Lastly, you cannot create arrays dynamically, you can only acquire memory dynamically into pointers, so when you need a heap allocated array you are actually in need of a pointer into a heap allocated contiguous block o memory:
void test() {
int *p = new int[3];
// int array[3] = new int[3]; // error!! an array is not a pointer
delete p;
}
At the end this all means that they are not the same thing, but that you can always use an array in the place of a pointer and it will be automatically converted by the compiler into a pointer to the first element of the array. More often than not, people will refer to pointers into a block of contiguously memory (whether stack or heap allocated) as array.
In terms of implementation, arrays and pointers are the same. That is, arrays are simply implemented as pointers to the first element in the array.
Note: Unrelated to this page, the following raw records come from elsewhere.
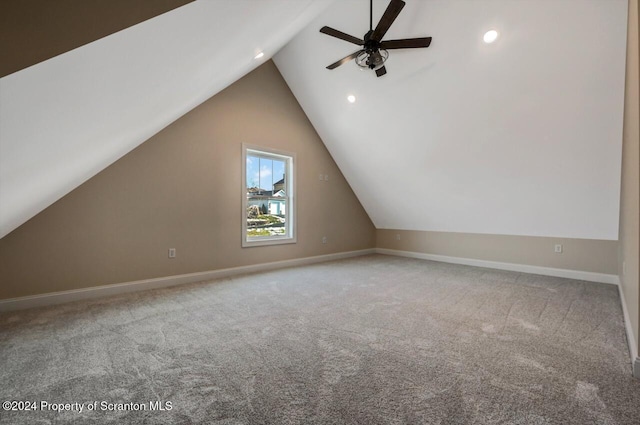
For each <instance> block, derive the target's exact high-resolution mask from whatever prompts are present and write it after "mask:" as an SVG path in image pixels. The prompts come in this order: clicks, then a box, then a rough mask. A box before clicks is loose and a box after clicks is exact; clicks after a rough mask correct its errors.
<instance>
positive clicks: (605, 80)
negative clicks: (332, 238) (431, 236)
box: [274, 0, 627, 240]
mask: <svg viewBox="0 0 640 425" xmlns="http://www.w3.org/2000/svg"><path fill="white" fill-rule="evenodd" d="M406 2H407V5H406V7H405V8H404V10H403V11H402V13H401V14H400V16H399V18H398V19H397V20H396V22H395V23H394V24H393V26H392V27H391V29H390V30H389V32H388V33H387V36H386V37H385V39H397V38H405V37H420V36H432V37H433V43H432V44H431V47H430V48H428V49H415V50H402V51H400V50H395V51H390V58H389V60H388V61H387V66H386V67H387V70H388V74H387V75H385V76H383V77H381V78H376V77H375V75H374V74H373V73H372V72H370V71H360V70H359V69H358V67H357V66H356V65H355V64H354V63H353V62H351V63H348V64H346V65H343V66H341V67H339V68H337V69H335V70H333V71H329V70H326V69H325V66H326V65H328V64H330V63H332V62H334V61H336V60H337V59H340V58H342V57H344V56H346V55H348V54H349V53H352V52H354V51H355V50H357V47H356V46H355V45H352V44H349V43H347V42H344V41H341V40H338V39H335V38H331V37H328V36H326V35H324V34H320V33H319V32H318V30H319V29H320V28H321V27H322V26H323V25H328V26H331V27H334V28H336V29H338V30H341V31H344V32H346V33H349V34H352V35H355V36H358V37H362V36H363V34H364V33H365V32H366V30H367V29H368V19H369V11H368V1H365V0H348V1H347V0H345V1H339V2H336V3H334V4H333V5H332V6H331V7H330V8H329V9H327V10H326V12H325V13H324V14H323V15H321V16H320V17H318V18H317V19H316V20H315V21H313V22H312V23H311V24H310V25H308V26H307V27H306V28H305V29H304V30H303V31H302V32H301V33H300V34H299V35H298V36H296V37H295V38H294V39H293V40H292V41H291V42H290V43H289V44H288V45H287V46H286V47H285V48H283V49H282V50H281V51H280V52H279V53H278V54H277V55H276V56H275V58H274V61H275V63H276V65H277V66H278V68H279V70H280V71H281V73H282V74H283V76H284V78H285V80H286V81H287V83H288V85H289V86H290V87H291V89H292V91H293V93H294V94H295V96H296V97H297V99H298V101H299V102H300V104H301V105H302V107H303V109H304V110H305V112H306V114H307V115H308V117H309V119H310V120H311V122H312V123H313V125H314V126H315V128H316V130H317V131H318V133H319V134H320V136H321V137H322V139H323V141H324V142H325V144H326V145H327V147H328V149H329V151H330V152H331V154H332V155H333V157H334V159H335V160H336V162H337V164H338V165H339V166H340V168H341V170H342V172H343V173H344V175H345V176H346V178H347V179H348V181H349V183H350V184H351V186H352V188H353V189H354V191H355V193H356V194H357V196H358V198H359V199H360V201H361V202H362V204H363V206H364V207H365V209H366V210H367V212H368V213H369V215H370V217H371V219H372V220H373V222H374V224H375V225H376V227H377V228H391V229H409V230H434V231H452V232H472V233H493V234H512V235H533V236H554V237H573V238H593V239H610V240H615V239H617V238H618V212H619V193H620V164H621V146H622V116H623V100H624V99H623V98H624V72H625V48H626V46H625V44H626V14H627V1H626V0H607V1H600V0H562V1H557V0H518V1H513V0H477V1H470V0H428V1H427V0H406ZM387 4H388V1H387V0H374V18H373V19H374V25H375V23H376V22H377V21H378V19H379V17H380V16H381V15H382V12H383V10H384V8H385V7H386V5H387ZM489 29H496V30H498V31H499V33H500V37H499V38H498V40H497V41H496V42H495V43H493V44H485V43H483V41H482V36H483V34H484V32H485V31H487V30H489ZM349 94H353V95H354V96H356V98H357V100H356V102H355V103H354V104H350V103H348V102H347V100H346V97H347V95H349Z"/></svg>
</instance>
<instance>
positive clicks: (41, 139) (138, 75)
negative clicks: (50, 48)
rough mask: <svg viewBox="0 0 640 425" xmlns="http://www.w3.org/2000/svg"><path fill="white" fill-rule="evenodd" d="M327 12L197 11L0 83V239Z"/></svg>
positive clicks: (237, 3) (146, 28) (269, 2)
mask: <svg viewBox="0 0 640 425" xmlns="http://www.w3.org/2000/svg"><path fill="white" fill-rule="evenodd" d="M331 1H333V0H260V1H256V0H234V1H227V0H199V1H196V2H194V3H190V4H188V5H186V6H183V7H180V8H178V9H176V10H173V11H171V12H169V13H166V14H163V15H160V16H158V17H156V18H153V19H150V20H148V21H145V22H143V23H141V24H138V25H135V26H133V27H131V28H128V29H126V30H123V31H120V32H118V33H115V34H113V35H110V36H108V37H105V38H103V39H100V40H98V41H95V42H93V43H90V44H88V45H85V46H83V47H80V48H78V49H75V50H72V51H70V52H68V53H65V54H63V55H60V56H57V57H55V58H52V59H50V60H48V61H45V62H42V63H40V64H37V65H34V66H32V67H30V68H27V69H25V70H22V71H20V72H16V73H14V74H11V75H8V76H6V77H4V78H1V79H0V237H3V236H5V235H6V234H8V233H9V232H11V231H12V230H13V229H15V228H17V227H18V226H19V225H21V224H22V223H24V222H25V221H27V220H28V219H29V218H31V217H33V216H34V215H35V214H37V213H38V212H40V211H42V210H43V209H44V208H46V207H47V206H49V205H50V204H52V203H53V202H55V201H56V200H58V199H59V198H61V197H62V196H64V195H65V194H67V193H68V192H70V191H71V190H73V189H74V188H75V187H77V186H79V185H80V184H82V183H83V182H84V181H86V180H87V179H89V178H90V177H92V176H93V175H95V174H96V173H98V172H99V171H101V170H102V169H104V168H105V167H107V166H108V165H109V164H111V163H113V162H114V161H115V160H117V159H118V158H120V157H121V156H123V155H124V154H126V153H127V152H129V151H130V150H132V149H133V148H135V147H136V146H138V145H139V144H140V143H142V142H144V141H145V140H147V139H148V138H149V137H151V136H152V135H154V134H155V133H157V132H158V131H160V130H161V129H162V128H164V127H165V126H167V125H168V124H170V123H171V122H173V121H175V120H176V119H177V118H179V117H180V116H182V115H183V114H185V113H186V112H188V111H189V110H191V109H193V108H194V107H196V106H197V105H199V104H200V103H202V102H203V101H205V100H206V99H208V98H210V97H211V96H213V95H214V94H216V93H217V92H219V91H220V90H222V89H224V88H225V87H226V86H228V85H229V84H231V83H233V82H234V81H236V80H237V79H239V78H240V77H242V76H243V75H245V74H246V73H248V72H249V71H251V70H252V69H254V68H255V67H256V66H258V65H260V64H261V63H263V62H264V61H265V60H268V59H269V58H270V57H271V56H272V55H273V54H274V53H275V52H276V51H277V50H278V49H280V48H281V47H282V46H283V45H284V44H285V43H286V42H288V41H289V40H290V39H291V37H293V36H294V35H295V34H296V33H297V32H298V31H299V30H300V29H301V28H303V27H304V26H305V25H306V24H308V22H309V21H311V20H312V19H313V18H315V17H316V16H317V15H318V14H319V13H321V12H322V11H323V10H324V9H325V8H326V7H327V6H328V5H329V4H330V3H331ZM260 51H263V52H264V53H265V55H264V57H262V58H261V59H260V60H254V59H253V58H254V56H255V55H256V54H257V53H258V52H260Z"/></svg>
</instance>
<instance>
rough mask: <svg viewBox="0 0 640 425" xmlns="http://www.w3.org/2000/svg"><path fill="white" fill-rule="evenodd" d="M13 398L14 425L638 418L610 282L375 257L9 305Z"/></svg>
mask: <svg viewBox="0 0 640 425" xmlns="http://www.w3.org/2000/svg"><path fill="white" fill-rule="evenodd" d="M4 400H20V401H29V402H35V403H36V407H37V408H38V410H31V411H3V410H0V423H3V424H22V423H25V424H27V423H28V424H49V423H78V424H91V423H119V424H124V423H133V424H143V423H149V424H151V423H167V424H169V423H176V424H189V423H213V424H580V425H585V424H639V423H640V380H636V379H633V378H632V377H631V366H630V361H629V353H628V348H627V342H626V339H625V330H624V325H623V319H622V311H621V306H620V301H619V297H618V293H617V288H616V287H615V286H613V285H606V284H598V283H589V282H583V281H576V280H568V279H560V278H553V277H545V276H537V275H529V274H521V273H515V272H504V271H496V270H489V269H482V268H474V267H467V266H459V265H452V264H444V263H436V262H429V261H422V260H412V259H406V258H398V257H391V256H382V255H372V256H365V257H358V258H353V259H348V260H343V261H335V262H331V263H323V264H317V265H312V266H305V267H299V268H290V269H283V270H277V271H272V272H268V273H261V274H254V275H245V276H238V277H233V278H228V279H222V280H217V281H212V282H204V283H200V284H193V285H186V286H181V287H175V288H169V289H163V290H155V291H148V292H144V293H137V294H133V295H126V296H118V297H112V298H108V299H103V300H96V301H90V302H78V303H71V304H67V305H62V306H55V307H48V308H42V309H38V310H31V311H22V312H14V313H5V314H3V315H0V401H4ZM43 401H44V402H47V403H49V404H48V405H47V404H43V403H41V402H43ZM158 401H159V402H160V403H162V404H161V407H163V408H164V409H165V410H159V409H158V407H159V406H158V405H156V404H150V402H158ZM55 403H69V404H70V405H69V406H68V407H69V408H75V409H77V408H78V406H79V405H82V406H83V411H82V412H78V411H77V410H75V411H74V410H69V411H60V412H57V411H55V410H51V409H52V408H56V409H57V408H59V407H60V406H58V405H56V404H55ZM72 403H79V404H78V405H73V404H72ZM89 405H90V407H92V408H93V410H89ZM31 407H33V406H31ZM136 408H137V409H139V410H130V409H136ZM43 409H44V410H43ZM143 409H144V410H143Z"/></svg>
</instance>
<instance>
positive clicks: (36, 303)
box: [0, 248, 376, 313]
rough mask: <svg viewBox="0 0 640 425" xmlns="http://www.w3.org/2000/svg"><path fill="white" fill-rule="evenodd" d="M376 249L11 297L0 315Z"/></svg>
mask: <svg viewBox="0 0 640 425" xmlns="http://www.w3.org/2000/svg"><path fill="white" fill-rule="evenodd" d="M375 252H376V250H375V249H374V248H370V249H363V250H358V251H347V252H337V253H335V254H326V255H317V256H313V257H304V258H295V259H292V260H283V261H274V262H271V263H261V264H252V265H249V266H240V267H231V268H227V269H219V270H211V271H206V272H198V273H189V274H182V275H176V276H166V277H159V278H154V279H144V280H137V281H134V282H124V283H114V284H111V285H102V286H94V287H91V288H82V289H74V290H71V291H60V292H51V293H48V294H42V295H32V296H27V297H18V298H9V299H6V300H0V313H1V312H6V311H15V310H24V309H27V308H34V307H44V306H50V305H56V304H64V303H68V302H71V301H80V300H88V299H95V298H102V297H107V296H111V295H120V294H126V293H130V292H138V291H144V290H147V289H158V288H166V287H169V286H176V285H182V284H185V283H194V282H201V281H205V280H211V279H219V278H223V277H229V276H235V275H241V274H247V273H256V272H262V271H267V270H275V269H281V268H285V267H294V266H303V265H307V264H315V263H323V262H326V261H333V260H341V259H344V258H351V257H358V256H361V255H367V254H375Z"/></svg>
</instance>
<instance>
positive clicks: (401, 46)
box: [380, 37, 431, 50]
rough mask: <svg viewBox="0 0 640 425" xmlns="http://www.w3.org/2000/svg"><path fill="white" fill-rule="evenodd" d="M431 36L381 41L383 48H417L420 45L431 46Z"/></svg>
mask: <svg viewBox="0 0 640 425" xmlns="http://www.w3.org/2000/svg"><path fill="white" fill-rule="evenodd" d="M430 44H431V37H422V38H404V39H402V40H387V41H383V42H382V43H380V48H381V49H386V50H389V49H415V48H418V47H429V45H430Z"/></svg>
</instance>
The difference between
No *v_nos;
and
No v_nos[3];
Is that the latter sets aside memory for 3 elements for that array, while the pointer would need to have memory allocated using malloc (or new).
You could still treat the second one as the pointer that it is though, for example *v_nos would give you the first element, &v_nos would give the address of the pointer.
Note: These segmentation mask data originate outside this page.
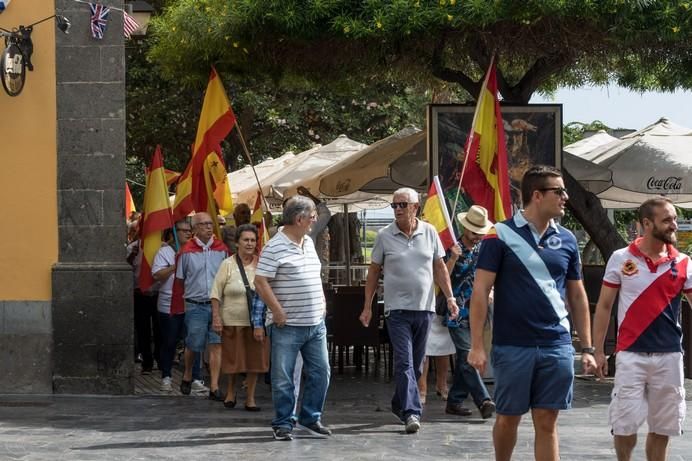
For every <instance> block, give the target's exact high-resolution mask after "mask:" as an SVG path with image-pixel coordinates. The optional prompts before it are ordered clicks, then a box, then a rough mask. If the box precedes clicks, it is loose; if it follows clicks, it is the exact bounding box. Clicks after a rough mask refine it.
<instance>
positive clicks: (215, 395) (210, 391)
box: [209, 389, 225, 402]
mask: <svg viewBox="0 0 692 461" xmlns="http://www.w3.org/2000/svg"><path fill="white" fill-rule="evenodd" d="M224 399H225V397H224V395H223V394H222V393H221V389H216V390H215V391H209V400H214V401H216V402H223V401H224Z"/></svg>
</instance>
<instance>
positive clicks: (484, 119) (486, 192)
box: [460, 60, 512, 222]
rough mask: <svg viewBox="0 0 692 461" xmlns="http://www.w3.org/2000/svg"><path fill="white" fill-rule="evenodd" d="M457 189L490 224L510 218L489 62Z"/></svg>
mask: <svg viewBox="0 0 692 461" xmlns="http://www.w3.org/2000/svg"><path fill="white" fill-rule="evenodd" d="M464 152H465V157H464V166H463V169H462V172H461V178H460V187H462V188H463V189H464V191H465V192H466V193H467V194H468V195H469V196H470V197H471V200H472V201H473V203H474V204H476V205H481V206H482V207H484V208H486V209H487V210H488V215H489V216H488V217H489V218H490V220H491V221H493V222H500V221H504V220H505V219H507V218H509V217H510V216H511V215H512V203H511V196H510V194H509V174H508V170H507V145H506V144H505V131H504V125H503V122H502V114H501V113H500V103H499V101H498V99H497V76H496V67H495V63H494V60H493V62H491V64H490V67H489V68H488V72H487V74H486V77H485V82H484V84H483V86H482V88H481V94H480V96H479V98H478V104H477V106H476V112H475V114H474V116H473V125H472V127H471V132H470V133H469V137H468V138H467V140H466V146H465V147H464Z"/></svg>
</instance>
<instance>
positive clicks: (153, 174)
mask: <svg viewBox="0 0 692 461" xmlns="http://www.w3.org/2000/svg"><path fill="white" fill-rule="evenodd" d="M142 222H143V223H144V224H143V225H142V241H141V243H140V247H141V248H140V251H141V252H142V268H141V271H140V273H139V288H140V289H141V290H142V291H147V290H148V289H149V288H150V287H151V286H152V285H153V284H154V278H153V277H152V276H151V266H152V264H153V262H154V256H156V252H157V251H159V248H161V241H162V240H163V231H164V230H166V229H168V228H169V227H173V219H172V217H171V209H170V205H169V202H168V185H167V184H166V174H165V173H164V168H163V159H162V156H161V146H156V151H155V152H154V157H153V158H152V159H151V166H150V167H149V171H148V174H147V185H146V188H145V189H144V216H143V217H142Z"/></svg>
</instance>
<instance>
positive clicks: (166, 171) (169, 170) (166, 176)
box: [163, 168, 180, 186]
mask: <svg viewBox="0 0 692 461" xmlns="http://www.w3.org/2000/svg"><path fill="white" fill-rule="evenodd" d="M163 172H164V174H165V175H166V184H168V185H169V186H170V185H172V184H175V183H176V181H177V180H178V178H179V177H180V173H178V172H177V171H173V170H169V169H168V168H165V169H164V170H163Z"/></svg>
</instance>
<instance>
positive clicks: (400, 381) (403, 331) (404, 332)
mask: <svg viewBox="0 0 692 461" xmlns="http://www.w3.org/2000/svg"><path fill="white" fill-rule="evenodd" d="M433 315H434V313H433V312H428V311H406V310H391V311H389V312H388V314H387V330H388V331H389V339H390V341H391V343H392V351H393V358H394V381H395V389H394V397H392V410H393V411H394V412H395V413H397V414H398V415H399V417H400V418H401V419H402V421H403V420H405V419H406V418H407V417H408V416H409V415H418V416H420V415H421V414H422V412H423V407H422V405H421V403H420V395H419V394H418V378H420V375H421V373H422V370H423V359H424V358H425V343H426V342H427V341H428V333H429V332H430V322H431V320H432V318H433Z"/></svg>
You are correct, but it can also be used as an array :
v_nos = new Nos[10];
v_nos[5].whatever = something;
// etc
Yes, it declares (but does not initialise) a pointer to a No.
Its a pointer to a No struct.
If they are calling it an array, that pointer could point to the first member of an array of No structs
for example
No* nos= getNosArray();//pseudocode
*nos;//first element
*(nos+1)//2nd element;
Arrays and pointers are more or less interchangeable in C++. You can dereference an offset from a pointer - *(v_nos+2) - and it's effectively the same as indexing an array v_nos[2]. In fact you can use either notation, IIRC. Under the covers both examples tell the compiler to do the same thing: increment the pointer by 2 * the size of the pointed-at object, and then return what it finds at that location.
typedef struct NO
{
int x;
}_NO;
int main()
{
_NO* v_nos;
_NO *v_nos_array;
v_nos = new _NO(); // allocate mem for 1 struct
v_nos_array = new _NO[100]; allocate mem for 100 structs
for(1=0; 1<100; i++) v_nos_array[i].x = i; //five some value to 'x' of each struct
for(1=0; 1<100; i++) cout << v_nos_array[i].x << "\n";
}
hope you can extract out the meaning. Note that an array with a single element is still an array.